Privaat bezit van een enkeling ontvreemden, is diefstal ; openbaar goed stelen, heet verduistering ; een vrij man in slavernij wegvoeren, of de slaaf van een ander stelen noemt men mensenroof ; een heilige zaak wegnemen is heiligschennis. De heiligschennis is wel het grootste en afschuwelijkste kwaad, en toch is het zo algemeen geworden, dat de goederen, die bestemd waren voor de eredienst, voor de bedienaars van de Kerk en voor hulp aan de armen, gebruikt worden om persoonlijke begeerlijkheid en verderfelijke drift te voldoen.

Men zondigt ook tegen dit gebod door de begeerte van te stelen. #

Buiten de diefstal zelf, ’t is te zeggen de uitwendige daad, wordt ook het inzicht en de begeerte van te stelen verboden door de wet van God, De wet is immers geestelijk en bereikt ook het hart, dat de bron is van onze gedachten en verlangens. De Heer zegt, bij de heilige Mattheus : “Uit het hart komen slechte gedachten, moorden, overspel, Ontucht, diefstal, valse getuigenissen„ 3.

De diefstal is eer groot kwaad. #

Dat de diefstal een groot kwaad is, dat toont de natuur en de rede genoeg aan: hij is immers in strijd met de rechtvaardigheid, die aan ieder het zijne geeft. De veredeling en toekenning van goederen die van af het begin door het recht der volkeren vastgesteld was, en door de goddelijke en menselijke wetten bekrachtigd werd, moet behouden blijven ; willen we de menselijke samenleving niet ondermijnen, dan moet iedereen in het bezit blijven van wat hem rechtmatig toekomt.

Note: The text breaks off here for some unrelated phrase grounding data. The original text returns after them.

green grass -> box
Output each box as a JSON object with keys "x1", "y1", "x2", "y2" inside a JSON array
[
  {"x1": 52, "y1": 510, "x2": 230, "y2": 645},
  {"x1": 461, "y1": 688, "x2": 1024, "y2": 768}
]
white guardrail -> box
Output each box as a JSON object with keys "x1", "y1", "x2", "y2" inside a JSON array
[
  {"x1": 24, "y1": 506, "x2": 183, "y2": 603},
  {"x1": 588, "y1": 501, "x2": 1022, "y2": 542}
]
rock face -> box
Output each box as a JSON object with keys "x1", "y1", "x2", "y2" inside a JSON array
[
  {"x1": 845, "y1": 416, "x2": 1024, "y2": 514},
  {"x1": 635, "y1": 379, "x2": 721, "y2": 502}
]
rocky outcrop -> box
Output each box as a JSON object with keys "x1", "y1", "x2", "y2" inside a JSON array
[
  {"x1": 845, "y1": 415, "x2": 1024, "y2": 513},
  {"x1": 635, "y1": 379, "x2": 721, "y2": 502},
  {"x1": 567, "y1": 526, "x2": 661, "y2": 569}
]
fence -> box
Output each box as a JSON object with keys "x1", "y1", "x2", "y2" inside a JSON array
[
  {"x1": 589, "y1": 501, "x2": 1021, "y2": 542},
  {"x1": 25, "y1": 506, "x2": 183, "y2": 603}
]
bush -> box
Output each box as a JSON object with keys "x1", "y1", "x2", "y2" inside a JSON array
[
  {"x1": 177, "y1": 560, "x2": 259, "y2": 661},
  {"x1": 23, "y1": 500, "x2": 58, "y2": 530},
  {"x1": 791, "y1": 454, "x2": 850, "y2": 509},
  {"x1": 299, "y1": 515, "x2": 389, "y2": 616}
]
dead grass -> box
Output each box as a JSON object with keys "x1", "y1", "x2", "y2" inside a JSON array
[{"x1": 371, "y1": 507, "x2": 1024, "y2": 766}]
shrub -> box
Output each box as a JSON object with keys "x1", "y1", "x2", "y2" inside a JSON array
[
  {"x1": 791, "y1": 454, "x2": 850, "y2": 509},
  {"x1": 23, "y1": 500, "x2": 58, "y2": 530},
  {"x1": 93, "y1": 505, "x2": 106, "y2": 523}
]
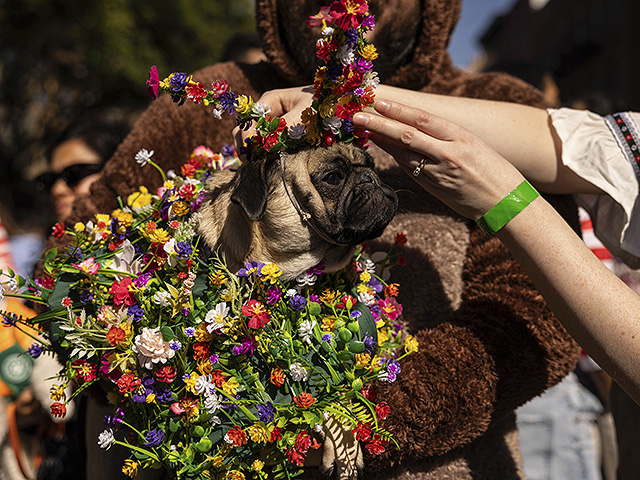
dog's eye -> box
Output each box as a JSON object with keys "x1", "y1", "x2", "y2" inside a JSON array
[{"x1": 322, "y1": 171, "x2": 344, "y2": 186}]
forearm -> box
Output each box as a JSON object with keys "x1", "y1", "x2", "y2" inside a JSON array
[
  {"x1": 496, "y1": 196, "x2": 640, "y2": 403},
  {"x1": 374, "y1": 85, "x2": 602, "y2": 194}
]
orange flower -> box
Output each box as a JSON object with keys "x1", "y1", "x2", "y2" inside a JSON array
[
  {"x1": 384, "y1": 283, "x2": 400, "y2": 298},
  {"x1": 394, "y1": 232, "x2": 407, "y2": 247},
  {"x1": 226, "y1": 426, "x2": 247, "y2": 446},
  {"x1": 50, "y1": 402, "x2": 67, "y2": 418},
  {"x1": 106, "y1": 325, "x2": 126, "y2": 346},
  {"x1": 192, "y1": 342, "x2": 210, "y2": 360},
  {"x1": 270, "y1": 367, "x2": 286, "y2": 387},
  {"x1": 211, "y1": 369, "x2": 226, "y2": 387},
  {"x1": 293, "y1": 392, "x2": 316, "y2": 409}
]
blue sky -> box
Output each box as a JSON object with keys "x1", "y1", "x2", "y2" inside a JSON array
[{"x1": 449, "y1": 0, "x2": 517, "y2": 68}]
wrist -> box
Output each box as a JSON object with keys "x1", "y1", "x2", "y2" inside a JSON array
[{"x1": 476, "y1": 180, "x2": 540, "y2": 236}]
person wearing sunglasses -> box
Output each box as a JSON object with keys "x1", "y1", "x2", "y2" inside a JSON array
[{"x1": 38, "y1": 119, "x2": 129, "y2": 221}]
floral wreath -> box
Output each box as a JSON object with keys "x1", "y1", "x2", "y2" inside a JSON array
[{"x1": 146, "y1": 0, "x2": 379, "y2": 162}]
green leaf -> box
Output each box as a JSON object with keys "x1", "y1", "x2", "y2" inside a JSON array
[
  {"x1": 160, "y1": 326, "x2": 175, "y2": 341},
  {"x1": 44, "y1": 247, "x2": 59, "y2": 262}
]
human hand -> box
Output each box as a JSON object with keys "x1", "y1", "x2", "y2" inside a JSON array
[
  {"x1": 353, "y1": 100, "x2": 527, "y2": 220},
  {"x1": 232, "y1": 86, "x2": 315, "y2": 157}
]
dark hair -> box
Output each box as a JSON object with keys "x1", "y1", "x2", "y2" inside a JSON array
[{"x1": 46, "y1": 118, "x2": 130, "y2": 165}]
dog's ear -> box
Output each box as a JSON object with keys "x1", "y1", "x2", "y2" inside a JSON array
[{"x1": 230, "y1": 160, "x2": 269, "y2": 221}]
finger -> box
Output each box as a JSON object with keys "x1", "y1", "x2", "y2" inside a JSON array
[{"x1": 374, "y1": 100, "x2": 464, "y2": 141}]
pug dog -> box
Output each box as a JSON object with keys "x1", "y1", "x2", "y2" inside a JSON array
[{"x1": 198, "y1": 142, "x2": 398, "y2": 278}]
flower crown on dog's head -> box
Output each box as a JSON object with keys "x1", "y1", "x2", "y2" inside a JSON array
[{"x1": 146, "y1": 0, "x2": 378, "y2": 161}]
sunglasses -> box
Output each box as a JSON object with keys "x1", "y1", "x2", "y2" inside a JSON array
[{"x1": 35, "y1": 163, "x2": 104, "y2": 191}]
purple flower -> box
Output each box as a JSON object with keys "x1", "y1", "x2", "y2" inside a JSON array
[
  {"x1": 327, "y1": 62, "x2": 343, "y2": 81},
  {"x1": 219, "y1": 91, "x2": 237, "y2": 114},
  {"x1": 27, "y1": 343, "x2": 43, "y2": 358},
  {"x1": 232, "y1": 336, "x2": 257, "y2": 357},
  {"x1": 127, "y1": 304, "x2": 144, "y2": 322},
  {"x1": 386, "y1": 359, "x2": 401, "y2": 376},
  {"x1": 266, "y1": 286, "x2": 282, "y2": 306},
  {"x1": 134, "y1": 273, "x2": 151, "y2": 288},
  {"x1": 181, "y1": 307, "x2": 189, "y2": 317},
  {"x1": 237, "y1": 261, "x2": 264, "y2": 277},
  {"x1": 256, "y1": 401, "x2": 276, "y2": 423},
  {"x1": 209, "y1": 354, "x2": 219, "y2": 365},
  {"x1": 104, "y1": 408, "x2": 125, "y2": 428},
  {"x1": 345, "y1": 28, "x2": 358, "y2": 46},
  {"x1": 363, "y1": 333, "x2": 377, "y2": 354},
  {"x1": 309, "y1": 293, "x2": 321, "y2": 304},
  {"x1": 146, "y1": 65, "x2": 160, "y2": 100},
  {"x1": 175, "y1": 242, "x2": 193, "y2": 259},
  {"x1": 80, "y1": 289, "x2": 94, "y2": 304},
  {"x1": 169, "y1": 72, "x2": 190, "y2": 92},
  {"x1": 350, "y1": 310, "x2": 361, "y2": 319},
  {"x1": 2, "y1": 313, "x2": 17, "y2": 326},
  {"x1": 367, "y1": 276, "x2": 383, "y2": 293},
  {"x1": 289, "y1": 295, "x2": 307, "y2": 311},
  {"x1": 190, "y1": 191, "x2": 206, "y2": 212},
  {"x1": 155, "y1": 387, "x2": 174, "y2": 404},
  {"x1": 222, "y1": 144, "x2": 236, "y2": 158},
  {"x1": 361, "y1": 14, "x2": 375, "y2": 30},
  {"x1": 183, "y1": 327, "x2": 196, "y2": 338},
  {"x1": 144, "y1": 429, "x2": 165, "y2": 448},
  {"x1": 322, "y1": 333, "x2": 332, "y2": 342},
  {"x1": 355, "y1": 58, "x2": 373, "y2": 73},
  {"x1": 307, "y1": 263, "x2": 324, "y2": 275},
  {"x1": 109, "y1": 218, "x2": 126, "y2": 240},
  {"x1": 65, "y1": 245, "x2": 82, "y2": 262},
  {"x1": 170, "y1": 340, "x2": 182, "y2": 351},
  {"x1": 342, "y1": 119, "x2": 354, "y2": 133}
]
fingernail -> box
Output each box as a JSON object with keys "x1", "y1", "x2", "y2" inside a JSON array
[
  {"x1": 353, "y1": 112, "x2": 369, "y2": 127},
  {"x1": 376, "y1": 100, "x2": 390, "y2": 113}
]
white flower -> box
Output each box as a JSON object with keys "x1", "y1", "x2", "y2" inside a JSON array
[
  {"x1": 167, "y1": 169, "x2": 177, "y2": 179},
  {"x1": 363, "y1": 71, "x2": 380, "y2": 89},
  {"x1": 210, "y1": 415, "x2": 221, "y2": 426},
  {"x1": 203, "y1": 390, "x2": 221, "y2": 414},
  {"x1": 339, "y1": 44, "x2": 355, "y2": 65},
  {"x1": 212, "y1": 108, "x2": 223, "y2": 120},
  {"x1": 0, "y1": 284, "x2": 4, "y2": 303},
  {"x1": 204, "y1": 302, "x2": 229, "y2": 333},
  {"x1": 296, "y1": 272, "x2": 317, "y2": 287},
  {"x1": 360, "y1": 258, "x2": 376, "y2": 274},
  {"x1": 289, "y1": 362, "x2": 308, "y2": 382},
  {"x1": 194, "y1": 374, "x2": 213, "y2": 395},
  {"x1": 5, "y1": 278, "x2": 18, "y2": 292},
  {"x1": 285, "y1": 288, "x2": 298, "y2": 298},
  {"x1": 298, "y1": 319, "x2": 317, "y2": 345},
  {"x1": 251, "y1": 102, "x2": 272, "y2": 118},
  {"x1": 112, "y1": 239, "x2": 141, "y2": 279},
  {"x1": 132, "y1": 327, "x2": 175, "y2": 369},
  {"x1": 322, "y1": 27, "x2": 334, "y2": 37},
  {"x1": 288, "y1": 123, "x2": 307, "y2": 140},
  {"x1": 323, "y1": 116, "x2": 342, "y2": 135},
  {"x1": 97, "y1": 429, "x2": 115, "y2": 450},
  {"x1": 153, "y1": 290, "x2": 172, "y2": 307},
  {"x1": 135, "y1": 148, "x2": 154, "y2": 167},
  {"x1": 357, "y1": 291, "x2": 376, "y2": 306}
]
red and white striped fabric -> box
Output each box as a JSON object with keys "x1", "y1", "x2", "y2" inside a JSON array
[{"x1": 579, "y1": 207, "x2": 613, "y2": 271}]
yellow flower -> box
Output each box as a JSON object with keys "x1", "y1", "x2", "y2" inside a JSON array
[
  {"x1": 197, "y1": 358, "x2": 213, "y2": 375},
  {"x1": 184, "y1": 373, "x2": 200, "y2": 394},
  {"x1": 355, "y1": 353, "x2": 371, "y2": 369},
  {"x1": 300, "y1": 107, "x2": 317, "y2": 125},
  {"x1": 74, "y1": 222, "x2": 85, "y2": 232},
  {"x1": 145, "y1": 392, "x2": 156, "y2": 403},
  {"x1": 260, "y1": 263, "x2": 282, "y2": 284},
  {"x1": 320, "y1": 289, "x2": 339, "y2": 305},
  {"x1": 111, "y1": 209, "x2": 134, "y2": 228},
  {"x1": 163, "y1": 180, "x2": 175, "y2": 190},
  {"x1": 146, "y1": 228, "x2": 171, "y2": 244},
  {"x1": 247, "y1": 424, "x2": 270, "y2": 443},
  {"x1": 404, "y1": 334, "x2": 419, "y2": 353},
  {"x1": 359, "y1": 272, "x2": 371, "y2": 283},
  {"x1": 95, "y1": 214, "x2": 111, "y2": 231},
  {"x1": 370, "y1": 354, "x2": 382, "y2": 371},
  {"x1": 252, "y1": 460, "x2": 265, "y2": 472},
  {"x1": 356, "y1": 284, "x2": 371, "y2": 295},
  {"x1": 195, "y1": 323, "x2": 212, "y2": 342},
  {"x1": 222, "y1": 376, "x2": 239, "y2": 396},
  {"x1": 127, "y1": 186, "x2": 153, "y2": 209},
  {"x1": 120, "y1": 323, "x2": 133, "y2": 342},
  {"x1": 209, "y1": 271, "x2": 227, "y2": 286},
  {"x1": 377, "y1": 328, "x2": 389, "y2": 345},
  {"x1": 226, "y1": 471, "x2": 245, "y2": 480},
  {"x1": 321, "y1": 316, "x2": 336, "y2": 332},
  {"x1": 235, "y1": 95, "x2": 253, "y2": 116},
  {"x1": 122, "y1": 459, "x2": 139, "y2": 478},
  {"x1": 319, "y1": 98, "x2": 337, "y2": 119},
  {"x1": 359, "y1": 44, "x2": 379, "y2": 61},
  {"x1": 171, "y1": 200, "x2": 190, "y2": 217},
  {"x1": 50, "y1": 384, "x2": 66, "y2": 402}
]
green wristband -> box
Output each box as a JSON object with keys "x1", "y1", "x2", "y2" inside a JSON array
[{"x1": 476, "y1": 180, "x2": 539, "y2": 236}]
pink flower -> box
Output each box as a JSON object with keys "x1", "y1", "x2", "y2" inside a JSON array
[
  {"x1": 241, "y1": 300, "x2": 271, "y2": 329},
  {"x1": 308, "y1": 6, "x2": 334, "y2": 27},
  {"x1": 170, "y1": 396, "x2": 197, "y2": 415},
  {"x1": 330, "y1": 0, "x2": 369, "y2": 30},
  {"x1": 61, "y1": 297, "x2": 73, "y2": 308},
  {"x1": 74, "y1": 257, "x2": 100, "y2": 275},
  {"x1": 378, "y1": 297, "x2": 402, "y2": 321},
  {"x1": 147, "y1": 65, "x2": 160, "y2": 100},
  {"x1": 210, "y1": 80, "x2": 229, "y2": 98}
]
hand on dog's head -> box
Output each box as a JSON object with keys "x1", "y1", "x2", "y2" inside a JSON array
[{"x1": 199, "y1": 143, "x2": 397, "y2": 279}]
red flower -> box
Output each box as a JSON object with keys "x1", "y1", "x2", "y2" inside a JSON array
[
  {"x1": 36, "y1": 274, "x2": 55, "y2": 290},
  {"x1": 51, "y1": 222, "x2": 65, "y2": 238},
  {"x1": 352, "y1": 421, "x2": 372, "y2": 441},
  {"x1": 211, "y1": 369, "x2": 226, "y2": 387},
  {"x1": 316, "y1": 39, "x2": 332, "y2": 62},
  {"x1": 262, "y1": 132, "x2": 281, "y2": 152},
  {"x1": 293, "y1": 392, "x2": 316, "y2": 409},
  {"x1": 50, "y1": 402, "x2": 67, "y2": 418},
  {"x1": 110, "y1": 277, "x2": 134, "y2": 306},
  {"x1": 210, "y1": 79, "x2": 229, "y2": 98},
  {"x1": 394, "y1": 232, "x2": 407, "y2": 247},
  {"x1": 269, "y1": 426, "x2": 283, "y2": 443},
  {"x1": 106, "y1": 325, "x2": 126, "y2": 346},
  {"x1": 117, "y1": 373, "x2": 141, "y2": 394},
  {"x1": 285, "y1": 448, "x2": 305, "y2": 467},
  {"x1": 146, "y1": 65, "x2": 160, "y2": 100},
  {"x1": 242, "y1": 300, "x2": 271, "y2": 329},
  {"x1": 375, "y1": 401, "x2": 391, "y2": 420},
  {"x1": 384, "y1": 283, "x2": 400, "y2": 298},
  {"x1": 71, "y1": 359, "x2": 97, "y2": 383},
  {"x1": 226, "y1": 426, "x2": 247, "y2": 446},
  {"x1": 398, "y1": 256, "x2": 406, "y2": 266},
  {"x1": 336, "y1": 295, "x2": 357, "y2": 310},
  {"x1": 330, "y1": 0, "x2": 369, "y2": 30},
  {"x1": 61, "y1": 297, "x2": 73, "y2": 308},
  {"x1": 186, "y1": 82, "x2": 207, "y2": 104},
  {"x1": 365, "y1": 434, "x2": 388, "y2": 455},
  {"x1": 295, "y1": 431, "x2": 312, "y2": 454},
  {"x1": 192, "y1": 342, "x2": 210, "y2": 360},
  {"x1": 155, "y1": 366, "x2": 176, "y2": 384}
]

De Apostel zegt: “Noch dieven, noch gierigaards, noch dronkaards, noch lasteraars, noch rovers zullen het rijk van God bezitten„ 4.

Ook de gevolgen van de diefstal bewijzen de boosheid en de grootheid van die zonde : daaruit ontstaat dikwijls vermetel en lichtvaardig oordeel over vele personen ; daaruit groeit haat, wordt vijandschap verwekt ; dikwijls ook worden onschuldige mensen wreed veroordeeld voor de diefstal van anderen.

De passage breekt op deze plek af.